A Tribute to Professor Raanan Lipshitz

Remembering Professor Raanan Lipshitz, an influential founding member of the Naturalistic Decision Making (NDM) movement.


Photograph by Robert Hoffman

One of the founders of the Naturalistic Decision Making (NDM) movement died on July 26, 2024 — Raanan Lipshitz.

Raanan had been a Professor in the Psychology Department at Haifa University. He was interested in decision making, especially decision making under uncertainty. 

I met Raanan in 1987. The Army Research Institute (ARI) had just initiated a new program to study decision making in messy, real-world settings as opposed to well-controlled laboratory environments. Judith Orasanu had designed the program, with help from Ken Hammond. This was the start of the NDM movement, although we didn’t know it at the time.
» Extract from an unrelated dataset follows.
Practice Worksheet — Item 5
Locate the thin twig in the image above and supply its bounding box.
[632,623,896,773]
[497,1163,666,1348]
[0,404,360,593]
ARI hosted a kickoff meeting for Judith’s new program, featuring the researchers who had been working in this space — working independently, and now brought together.  On the first day, Raanan spoke in the morning, describing his previous research, and his approach for the new ARI effort. I was to speak in the afternoon.

During the lunch break, I was standing behind Raanan in the buffet line. I took the opportunity to tell him how unhappy I was with his talk. He later told me that my remarks put him on guard, and he assumed I was a laboratory researcher offended by his work.

Then I continued, “Yes, I was very unhappy with your talk. You said all the things I was going to say this afternoon.” And in that instant, Raanan knew that he and I were going to be friends for a long time. He was a wonderful friend and colleague.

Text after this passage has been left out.